Mit diesem Rückseitenthema, so die Numismatikerin Sabine Schultz, habe Pheneos das politische Bewusstsein aller arkadischen Städte angesprochen, da Arkas als einer der frühesten griechischen Könige den Grundstein für den Wohlstand Arkadiens gelegt habe und seine Söhne bedeutende Städtegründer auf dem Peloponnesos gewesen seien. Das Bildmotiv von Hermes mit dem Arkas-Knaben auf dem Arm dürfte sich folglich sowohl lokaler als auch arkadienweiter Wertschätzung erfreut haben.
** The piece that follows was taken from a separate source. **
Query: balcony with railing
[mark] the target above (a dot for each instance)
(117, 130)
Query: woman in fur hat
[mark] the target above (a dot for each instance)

Vergleicht man die Rückseiten aus Abb. 1.1 und Abb. 1.2 miteinander, so fällt auf, dass nicht bloß die Legendenplatzierung unterschiedlich ist, sondern auch die Gestaltung des Hermes und des Arkas-Knaben voneinander abweichen. So ist der Oberkörper des Hermes in Abb. 1.2 deutlich frontaler ausgerichtet und sein Kerykeion mehr nach rechts geneigt, der Petasos ist etwas weniger flach, die gesamte Chlamys geht nur noch über die Schulter und den Arm, in dem Hermes den Arkas-Knaben hält und fällt im Münzfeld links und in der Mitte nicht länger in sichtbaren Falten herab. Der Gott erscheint somit insgesamt schwungvoller und bewegter als in Abb. 1.1. Das Arkas-Knäblein wiederum lässt seinen Oberkörper in Abb. 1.2 weiter nach hinten fallen und streckt sein rechtes Ärmchen bis an die Krempe des Petasos von Hermes aus und weicht so in seiner Gestaltung ebenfalls deutlich von Abb. 1.1 ab.
Die Frage, die es in diesem Zusammenhang noch zu beantworten gilt, lautet: Folgten die Stempelschneider der Hermes-Arkas-Rückseite vielleicht einem Statuenvorbild ihrer Epoche oder war ihr Entwurf zu diesem Bildmotiv eine komplett eigenständige Schöpfung? Während ein Teil der numismatischen Fachwelt, wie z. B. J. N. Svoronos eine Statue des Phidias als Vorbild nicht ausschloss (1912), lehnt ein anderer Teil ein solches Vorbild ab, zumal keine Statue auf uns gekommen sei, in der Hermes und Arkas tatsächlich vereint auftauchen. Ein dritter Teil wiederum, wie K. Schefold beispielsweise, schließt ein Gemälde als mögliche Bildvorlage nicht aus (1981). Und Kurt Lange schrieb 1946: „Der Stil verrät, dass der Künstler unter dem Einfluss der Schule des [Bildhauers] Praxiteles stand.“ (Kurt Lange, Götter Griechenlands, Berlin 1946, S. 129, zu Münze Nr. 39). Nun, von Praxiteles stammt tatsächlich eine Statue des Hermes mit einem kleinen Knaben auf dem Arm, allerdings handelt es sich bei dem Knäblein um Dionysos und nicht um Arkas. Auch ist die Komposition der Praxiteles-Statue eine völlig andere als die auf der Münzrückseite (Abb. 2).
Bei Sabine Schultz heißt es diesbezüglich: „Bei Pausanias oder anderswo wird keine Beschreibung eines Standbilds gegeben, mit dem unsere Darstellung zu verbinden wäre. Überhaupt sollte man nicht so sehr an die Kopie eines lokalen Kunstwerks denken, auch dann nicht, wenn es sich bei dem Münztyp um eine einmalige Version handelt. Es ist eher von einem seit phidiascher Zeit verbreiteten Prototyp auszugehen, der im Relief wie in der Vasenmalerei deutlich in Erscheinung tritt und auch die Münzgraveure beeinflusst haben dürfte. Eine Entscheidung in der Frage des Vorbilds kann nicht getroffen werden.“ (Sabine Schultz, Die Staterprägung von Pheneos, in: Schweizerische Numismatische Rundschau, Bern 1992, Bd. 71, S. 65). Mit anderen Worten, dass sich die Stempelschneider ihre Inspiration für die Münzrückseite aus anderen Kunstquellen geholt haben könnten, kann nicht ausgeschlossen werden, lässt sich aber konkret nicht nachweisen.